Tuesday, May 29, 2012

Tropics still primed for trouble

By now, we've been through all this.

The Atlantic season for tropical storms and hurricanes doesn't begin, officially, until Friday, the first day of June. Yet we've already had two named storms, Alberto and Beryl.

Beryl remains an active storm, and while it has been downgraded to a Tropical Depression, it continues to dump heavy rain on parts of Florida and Georgia. More than 12.6 inches of rain has fallen since Sunday at Midway, Fla., and rainfall amounts of 3 to 4 inches are common in Georgia and Florida.

Believe it or not, there is still disturbed weather in the area where Alberto and Beryl formed, and some meteorologists say it wouldn't be beyond the realm of imagination for a third storm system to form this week. Justin Roberti, of Pennsylvania-based AccuWeather, said meteorologists are keeping an eye on the area, which is in the western Caribbean, for possible development.

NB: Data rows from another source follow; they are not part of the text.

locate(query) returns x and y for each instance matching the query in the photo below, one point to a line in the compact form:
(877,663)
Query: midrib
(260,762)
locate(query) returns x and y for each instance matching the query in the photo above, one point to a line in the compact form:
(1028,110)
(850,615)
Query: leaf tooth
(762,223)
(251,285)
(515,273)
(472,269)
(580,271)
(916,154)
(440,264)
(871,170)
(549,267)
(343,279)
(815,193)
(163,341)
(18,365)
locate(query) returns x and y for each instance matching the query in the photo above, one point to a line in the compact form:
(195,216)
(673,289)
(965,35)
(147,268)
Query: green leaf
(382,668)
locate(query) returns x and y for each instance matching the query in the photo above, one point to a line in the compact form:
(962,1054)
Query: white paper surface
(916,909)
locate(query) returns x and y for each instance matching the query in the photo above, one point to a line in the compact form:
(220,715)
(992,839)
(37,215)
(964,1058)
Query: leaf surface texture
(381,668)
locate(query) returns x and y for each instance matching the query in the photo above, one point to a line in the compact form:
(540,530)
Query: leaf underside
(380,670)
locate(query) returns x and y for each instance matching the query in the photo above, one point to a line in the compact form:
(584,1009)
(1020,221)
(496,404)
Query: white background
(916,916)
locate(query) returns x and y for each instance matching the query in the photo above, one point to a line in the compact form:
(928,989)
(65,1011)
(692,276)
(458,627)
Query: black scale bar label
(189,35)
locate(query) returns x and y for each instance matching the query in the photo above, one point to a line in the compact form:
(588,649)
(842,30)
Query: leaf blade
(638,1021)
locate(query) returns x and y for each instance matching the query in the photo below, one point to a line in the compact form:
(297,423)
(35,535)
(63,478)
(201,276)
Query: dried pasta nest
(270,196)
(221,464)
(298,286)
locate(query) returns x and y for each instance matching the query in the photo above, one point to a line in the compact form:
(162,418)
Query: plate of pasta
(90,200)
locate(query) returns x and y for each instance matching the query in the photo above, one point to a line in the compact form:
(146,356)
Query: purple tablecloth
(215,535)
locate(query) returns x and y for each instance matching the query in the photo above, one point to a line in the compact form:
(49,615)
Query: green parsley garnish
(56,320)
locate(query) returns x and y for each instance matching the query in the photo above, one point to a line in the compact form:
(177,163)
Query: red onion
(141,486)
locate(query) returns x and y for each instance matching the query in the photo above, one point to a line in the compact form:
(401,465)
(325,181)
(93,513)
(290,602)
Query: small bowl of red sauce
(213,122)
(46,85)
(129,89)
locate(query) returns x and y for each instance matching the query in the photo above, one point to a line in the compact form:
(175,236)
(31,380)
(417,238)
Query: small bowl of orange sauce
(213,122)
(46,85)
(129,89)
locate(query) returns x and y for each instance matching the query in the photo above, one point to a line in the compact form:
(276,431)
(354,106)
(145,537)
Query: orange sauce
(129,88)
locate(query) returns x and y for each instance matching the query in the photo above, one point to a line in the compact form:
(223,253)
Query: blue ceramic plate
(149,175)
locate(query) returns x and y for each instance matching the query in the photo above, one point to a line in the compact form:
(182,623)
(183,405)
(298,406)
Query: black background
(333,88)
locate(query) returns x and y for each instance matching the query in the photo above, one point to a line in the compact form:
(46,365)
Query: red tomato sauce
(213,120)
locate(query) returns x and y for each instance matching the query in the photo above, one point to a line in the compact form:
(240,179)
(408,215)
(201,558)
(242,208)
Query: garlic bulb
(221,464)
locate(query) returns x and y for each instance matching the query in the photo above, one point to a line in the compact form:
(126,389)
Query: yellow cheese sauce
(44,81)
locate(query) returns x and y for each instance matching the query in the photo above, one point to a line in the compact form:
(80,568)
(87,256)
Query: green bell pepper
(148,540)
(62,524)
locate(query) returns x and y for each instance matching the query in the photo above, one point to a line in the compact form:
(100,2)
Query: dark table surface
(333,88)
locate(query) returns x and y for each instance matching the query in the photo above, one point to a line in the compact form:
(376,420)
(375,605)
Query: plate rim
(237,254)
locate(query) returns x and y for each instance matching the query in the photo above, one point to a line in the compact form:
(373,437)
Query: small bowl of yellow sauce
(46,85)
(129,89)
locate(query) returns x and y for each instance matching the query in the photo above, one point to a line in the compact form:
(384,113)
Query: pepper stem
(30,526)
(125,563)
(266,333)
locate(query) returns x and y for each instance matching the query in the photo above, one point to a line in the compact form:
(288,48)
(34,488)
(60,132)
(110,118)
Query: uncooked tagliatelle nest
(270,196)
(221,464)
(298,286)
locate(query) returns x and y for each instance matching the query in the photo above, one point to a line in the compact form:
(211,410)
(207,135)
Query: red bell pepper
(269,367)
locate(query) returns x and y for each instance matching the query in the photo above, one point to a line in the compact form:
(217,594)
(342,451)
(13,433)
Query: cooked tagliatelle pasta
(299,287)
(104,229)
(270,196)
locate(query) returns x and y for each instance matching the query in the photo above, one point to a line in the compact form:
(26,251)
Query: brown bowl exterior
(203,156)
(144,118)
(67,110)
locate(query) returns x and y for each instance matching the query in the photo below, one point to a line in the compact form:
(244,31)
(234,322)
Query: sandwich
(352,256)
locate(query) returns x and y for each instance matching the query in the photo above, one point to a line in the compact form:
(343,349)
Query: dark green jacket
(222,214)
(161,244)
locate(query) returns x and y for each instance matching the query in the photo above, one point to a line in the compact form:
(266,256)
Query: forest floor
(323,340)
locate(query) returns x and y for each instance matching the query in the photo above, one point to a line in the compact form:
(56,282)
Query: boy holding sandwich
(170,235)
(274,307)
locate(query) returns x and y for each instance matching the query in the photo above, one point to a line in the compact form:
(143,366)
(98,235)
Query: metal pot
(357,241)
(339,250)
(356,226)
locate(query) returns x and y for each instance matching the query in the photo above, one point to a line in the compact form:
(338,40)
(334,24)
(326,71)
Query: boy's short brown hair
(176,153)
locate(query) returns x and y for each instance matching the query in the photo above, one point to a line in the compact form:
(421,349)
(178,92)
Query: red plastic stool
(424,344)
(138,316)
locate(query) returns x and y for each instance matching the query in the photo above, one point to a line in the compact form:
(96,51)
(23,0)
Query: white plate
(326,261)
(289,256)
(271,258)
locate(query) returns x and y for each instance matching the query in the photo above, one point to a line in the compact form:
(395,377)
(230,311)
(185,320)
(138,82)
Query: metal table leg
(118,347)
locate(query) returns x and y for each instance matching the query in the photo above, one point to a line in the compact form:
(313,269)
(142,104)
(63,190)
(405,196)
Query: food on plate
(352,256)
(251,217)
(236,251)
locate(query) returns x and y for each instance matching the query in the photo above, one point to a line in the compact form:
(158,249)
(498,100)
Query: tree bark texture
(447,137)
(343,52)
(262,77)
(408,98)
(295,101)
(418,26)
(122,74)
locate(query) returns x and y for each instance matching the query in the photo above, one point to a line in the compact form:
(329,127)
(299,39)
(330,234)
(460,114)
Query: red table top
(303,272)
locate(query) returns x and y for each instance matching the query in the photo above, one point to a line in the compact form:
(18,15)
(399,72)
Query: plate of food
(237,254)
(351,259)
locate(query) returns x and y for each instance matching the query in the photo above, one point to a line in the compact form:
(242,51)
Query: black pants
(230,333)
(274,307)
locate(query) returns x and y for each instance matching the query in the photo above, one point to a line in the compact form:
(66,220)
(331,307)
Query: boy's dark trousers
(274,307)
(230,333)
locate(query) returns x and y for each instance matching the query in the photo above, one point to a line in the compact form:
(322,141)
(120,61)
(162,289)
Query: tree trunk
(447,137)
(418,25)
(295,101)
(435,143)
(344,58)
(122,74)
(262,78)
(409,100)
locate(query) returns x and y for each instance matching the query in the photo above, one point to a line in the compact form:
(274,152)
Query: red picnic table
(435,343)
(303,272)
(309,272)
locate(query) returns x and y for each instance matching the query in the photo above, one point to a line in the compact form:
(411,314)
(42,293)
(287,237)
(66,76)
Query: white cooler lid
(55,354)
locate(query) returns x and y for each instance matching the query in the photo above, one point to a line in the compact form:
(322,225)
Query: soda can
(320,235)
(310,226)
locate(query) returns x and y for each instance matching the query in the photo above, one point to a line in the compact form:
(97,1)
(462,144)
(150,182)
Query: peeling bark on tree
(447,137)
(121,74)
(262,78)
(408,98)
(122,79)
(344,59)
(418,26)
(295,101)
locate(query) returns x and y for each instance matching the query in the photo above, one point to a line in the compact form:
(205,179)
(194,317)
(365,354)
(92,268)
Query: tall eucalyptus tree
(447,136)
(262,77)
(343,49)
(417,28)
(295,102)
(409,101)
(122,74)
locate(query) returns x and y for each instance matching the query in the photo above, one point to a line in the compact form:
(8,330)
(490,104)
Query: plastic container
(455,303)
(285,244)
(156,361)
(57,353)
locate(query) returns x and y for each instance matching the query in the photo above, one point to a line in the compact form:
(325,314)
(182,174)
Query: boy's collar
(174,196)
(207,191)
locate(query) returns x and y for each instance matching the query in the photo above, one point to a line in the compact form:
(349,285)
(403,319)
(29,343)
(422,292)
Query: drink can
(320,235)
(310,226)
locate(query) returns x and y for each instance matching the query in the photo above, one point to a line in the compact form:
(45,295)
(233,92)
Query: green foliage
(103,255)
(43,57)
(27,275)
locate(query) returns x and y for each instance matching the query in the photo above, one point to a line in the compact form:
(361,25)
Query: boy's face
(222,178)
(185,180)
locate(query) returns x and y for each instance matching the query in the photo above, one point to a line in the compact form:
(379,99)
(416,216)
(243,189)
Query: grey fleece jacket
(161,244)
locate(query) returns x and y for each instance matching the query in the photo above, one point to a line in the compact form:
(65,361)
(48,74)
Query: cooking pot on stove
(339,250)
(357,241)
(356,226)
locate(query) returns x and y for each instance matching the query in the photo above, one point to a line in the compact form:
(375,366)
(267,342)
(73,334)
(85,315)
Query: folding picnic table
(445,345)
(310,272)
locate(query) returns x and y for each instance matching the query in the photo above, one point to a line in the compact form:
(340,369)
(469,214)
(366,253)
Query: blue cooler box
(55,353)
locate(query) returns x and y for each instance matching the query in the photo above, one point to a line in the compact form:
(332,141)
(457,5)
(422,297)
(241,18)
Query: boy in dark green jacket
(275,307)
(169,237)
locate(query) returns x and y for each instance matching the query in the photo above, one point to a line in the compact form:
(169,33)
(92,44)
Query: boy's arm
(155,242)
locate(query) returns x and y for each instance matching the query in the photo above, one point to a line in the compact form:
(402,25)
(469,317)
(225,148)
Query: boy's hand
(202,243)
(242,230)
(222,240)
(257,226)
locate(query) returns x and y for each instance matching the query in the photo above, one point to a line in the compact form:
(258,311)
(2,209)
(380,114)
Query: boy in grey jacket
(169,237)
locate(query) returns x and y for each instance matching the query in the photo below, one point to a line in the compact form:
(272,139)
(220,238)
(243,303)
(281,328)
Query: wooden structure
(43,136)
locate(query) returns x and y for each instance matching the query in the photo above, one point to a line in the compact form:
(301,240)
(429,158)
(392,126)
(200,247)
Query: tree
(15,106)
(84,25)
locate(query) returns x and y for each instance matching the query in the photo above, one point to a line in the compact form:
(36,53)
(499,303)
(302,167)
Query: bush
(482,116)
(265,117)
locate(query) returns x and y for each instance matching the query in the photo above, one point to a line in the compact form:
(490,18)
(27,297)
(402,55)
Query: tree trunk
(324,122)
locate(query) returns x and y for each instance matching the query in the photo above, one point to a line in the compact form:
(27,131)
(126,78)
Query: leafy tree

To be fair, AccuWeather has been talking about that area of showers and thunderstorms for a few weeks and had warned that pre-season tropical development would be possible.

1 comments:

Wade said...

Take a look at the current sea-surface temperature anamoly. The link below is the latest, so it will change in a few days.
http://weather.unisys.com/surface/sst_anom_new.gif

Look at all the blue in Atlantic. That is less fuel for tropical storms. But there is warm water close to land. That means storms that do form will be close to land. They won't be as strong, but there will more likely to be land impacts.

Next look at the water between Australia and South America. When there is a lot of cool water there, there is a La Nina. But there isn't as much as there was last year. An El Nino (warm water in that area) is probably forming which means less hurricanes because El Nino makes the Atlantic windier, thus more wind sheer for storms.

And for a little history, the strongest May hurricane was in 1951. Hurricane Able in 1951 was the only category 3 storm in May.